Each partner is independently recognized for its health science programming, applied primary care or both. UW-La Crosse offers quality degree programs in a dozen health disciplines, including medical technology, physical therapy, nuclear medicine technology and microbiology. Western Wisconsin Tech offers associate degree programming in physical therapy, laboratory technology, radiography, medical records, technical nursing and electroneurodiagnostic technology. Viterbo College offers undergraduate degrees in nursing, dietetics and nutrition. Gundersen Lutheran and Franciscan Skemp are leaders in clinical care in the region, and both have research arms.


Collectively, the consortium is greater than the sum of its parts. Or, at least, the potential is so.


“It’s hard to find a better facility than this,” said John Katrana, executive director of the three-year-old center.


Like other business and consortium leaders, Katrana wants to capitalize on the blend of health care, education and laboratory space to attract talent, sponsored research and high-tech, biomedical companies to western Wisconsin.
 
“By building a technology infrastructure, we hope to attract new high-tech development,” Katrana said. “It will be good for the consortium and good for the economy of the region.”

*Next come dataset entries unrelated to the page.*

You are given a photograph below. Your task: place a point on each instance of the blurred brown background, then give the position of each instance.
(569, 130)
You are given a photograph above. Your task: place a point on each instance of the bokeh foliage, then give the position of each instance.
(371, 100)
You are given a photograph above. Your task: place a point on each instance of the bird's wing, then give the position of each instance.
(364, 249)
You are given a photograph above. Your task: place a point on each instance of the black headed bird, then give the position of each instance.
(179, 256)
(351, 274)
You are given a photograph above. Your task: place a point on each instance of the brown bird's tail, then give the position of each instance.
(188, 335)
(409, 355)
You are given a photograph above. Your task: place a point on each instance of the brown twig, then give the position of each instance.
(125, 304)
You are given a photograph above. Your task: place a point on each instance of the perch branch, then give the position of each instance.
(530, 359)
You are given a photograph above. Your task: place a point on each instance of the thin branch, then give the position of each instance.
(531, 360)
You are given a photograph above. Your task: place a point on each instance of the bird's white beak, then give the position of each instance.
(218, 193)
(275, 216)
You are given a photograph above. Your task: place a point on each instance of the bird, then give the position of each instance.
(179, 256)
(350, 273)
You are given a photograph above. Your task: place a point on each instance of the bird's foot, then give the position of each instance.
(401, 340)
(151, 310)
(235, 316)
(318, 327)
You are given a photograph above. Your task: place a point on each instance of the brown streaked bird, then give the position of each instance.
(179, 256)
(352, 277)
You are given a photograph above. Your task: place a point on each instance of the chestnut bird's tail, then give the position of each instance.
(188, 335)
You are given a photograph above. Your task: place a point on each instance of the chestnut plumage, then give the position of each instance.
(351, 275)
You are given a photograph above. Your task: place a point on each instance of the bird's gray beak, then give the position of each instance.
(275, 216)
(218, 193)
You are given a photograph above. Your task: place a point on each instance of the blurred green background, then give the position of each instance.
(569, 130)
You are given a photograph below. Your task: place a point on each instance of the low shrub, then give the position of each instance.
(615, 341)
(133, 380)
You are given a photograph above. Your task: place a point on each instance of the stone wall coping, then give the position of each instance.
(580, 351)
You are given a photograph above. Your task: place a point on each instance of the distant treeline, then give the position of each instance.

The Health Science Center already has research in immunology, virology, infectious disease, microbiology, molecular diagnostics, human physiology, cardio-pulmonary, physiology and clinical microbiology. The bio-mechanics research program is award-winning and growing in demand.


The center also houses education and training programs for about 20 disciplines, which combines workforce development with hands-on research.


A dental clinic that serves poor people is located there. So is the Student Health Center, which offers health services to UW-La Crosse and Western Wisconsin Tech students. The center also serves as a practice rotation site for UW-Madison and Gundersen Lutheran medical students, family practice residency programs, medical record technicians and several other health professions. Distance education and “TeleHealth” programs, aided by federal grants, extend the reach of the center to rural areas.
 
Still, the La Crosse Health Science Center will be underutilized until its laboratories are home to an emerging company. The absence of a major research university nearby would ordinarily speak against that happening – but ties to the University of Wisconsin Medical School and Mayo Clinic suggest the possibilities.


The people, the partners and the facility are in place in La Crosse. All that’s needed is a signature tech transfer effort that will put the facility on the map. The La Crosse Health Science Center is built. In time, better things will come.


Still is president of the Wisconsin Technology Council and is the former associate editor of the Wisconsin State Journal in Madison.